Nanojunctions from molecules to graphene nanoribbons : optical characterization and transport properties

Abstract

In this thesis, the properties of nanojunctions formed by low-dimensional, bottom-up synthesized materials were investigated. Specifically, we investigated molecules and graphene nanoribbons as representatives of future bottom-up synthesized functional circuit elements, as well as graphene synthesized by chemical vapor deposition for use as an electrode material. We demonstrate the controlled formation of organometallic oligomer chains in mechanically controlled break junction experiments. Additionally, we discuss a new fabrication approach to extend the break junction method with lithographically fabricated samples to oxidizing materials, and we report on the investigation of an electrical pump-probe measurement scheme. The setup for mechanical control over substrate bending was used to introduce strain in lithographically patterned stripes of graphene, which was monitored via the changed vibrational properties with polarized Raman spectroscopy. This technique was then used to investigate a new class of $\text{sp}_2$-carbon materials, atomically precise graphene nanoribbons (GNRs), which have several attractive properties that can be tuned by designing their shape. We describe a substrate for GNR-devices optimized for Raman spectroscopy and discuss considerations for measurement parameters and measurement strategies.

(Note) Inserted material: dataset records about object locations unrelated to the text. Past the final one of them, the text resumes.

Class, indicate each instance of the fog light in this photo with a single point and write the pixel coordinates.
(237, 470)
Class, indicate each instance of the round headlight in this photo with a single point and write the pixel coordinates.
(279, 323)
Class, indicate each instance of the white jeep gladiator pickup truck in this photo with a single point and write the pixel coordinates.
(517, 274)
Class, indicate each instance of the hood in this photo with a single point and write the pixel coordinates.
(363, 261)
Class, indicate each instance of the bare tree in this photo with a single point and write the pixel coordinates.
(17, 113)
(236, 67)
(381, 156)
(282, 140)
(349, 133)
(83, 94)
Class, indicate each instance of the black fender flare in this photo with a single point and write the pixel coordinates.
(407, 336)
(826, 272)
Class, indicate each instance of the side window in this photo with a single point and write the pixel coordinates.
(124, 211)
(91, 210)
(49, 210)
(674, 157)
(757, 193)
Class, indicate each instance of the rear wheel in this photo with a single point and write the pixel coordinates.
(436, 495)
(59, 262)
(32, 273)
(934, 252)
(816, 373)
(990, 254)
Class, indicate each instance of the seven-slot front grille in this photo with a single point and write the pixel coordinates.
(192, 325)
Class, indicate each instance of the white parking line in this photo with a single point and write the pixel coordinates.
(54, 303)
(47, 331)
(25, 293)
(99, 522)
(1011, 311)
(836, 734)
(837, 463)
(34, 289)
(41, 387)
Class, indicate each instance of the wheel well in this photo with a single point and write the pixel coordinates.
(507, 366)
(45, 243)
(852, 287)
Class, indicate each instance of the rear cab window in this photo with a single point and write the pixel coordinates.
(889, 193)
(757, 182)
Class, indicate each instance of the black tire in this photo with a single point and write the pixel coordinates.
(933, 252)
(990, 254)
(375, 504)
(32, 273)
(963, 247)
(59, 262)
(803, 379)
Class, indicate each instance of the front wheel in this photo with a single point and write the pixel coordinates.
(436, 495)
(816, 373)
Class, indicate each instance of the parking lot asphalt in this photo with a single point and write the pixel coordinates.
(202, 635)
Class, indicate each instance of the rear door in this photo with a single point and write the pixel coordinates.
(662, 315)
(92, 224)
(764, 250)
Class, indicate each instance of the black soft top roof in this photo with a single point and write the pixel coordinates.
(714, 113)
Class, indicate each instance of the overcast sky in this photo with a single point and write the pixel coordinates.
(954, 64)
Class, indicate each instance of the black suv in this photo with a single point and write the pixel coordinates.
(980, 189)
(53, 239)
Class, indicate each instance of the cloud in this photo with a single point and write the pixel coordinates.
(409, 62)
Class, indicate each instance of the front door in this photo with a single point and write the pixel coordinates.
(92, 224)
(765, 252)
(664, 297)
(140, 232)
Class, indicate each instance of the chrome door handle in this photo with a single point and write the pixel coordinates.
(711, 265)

We then report on a low-energy Raman mode in armchair GNRs and describe its length-dependence, sensitivity to the underlying substrate, and its behavior as a function of temperature. Finally, we discuss the current state of electrical transport measurements on GNRs with graphene electrodes. In particular, we discuss challenges for device fabrication and reliability and present strategies for optimized design and fabrication of future device generations incorporating GNRs.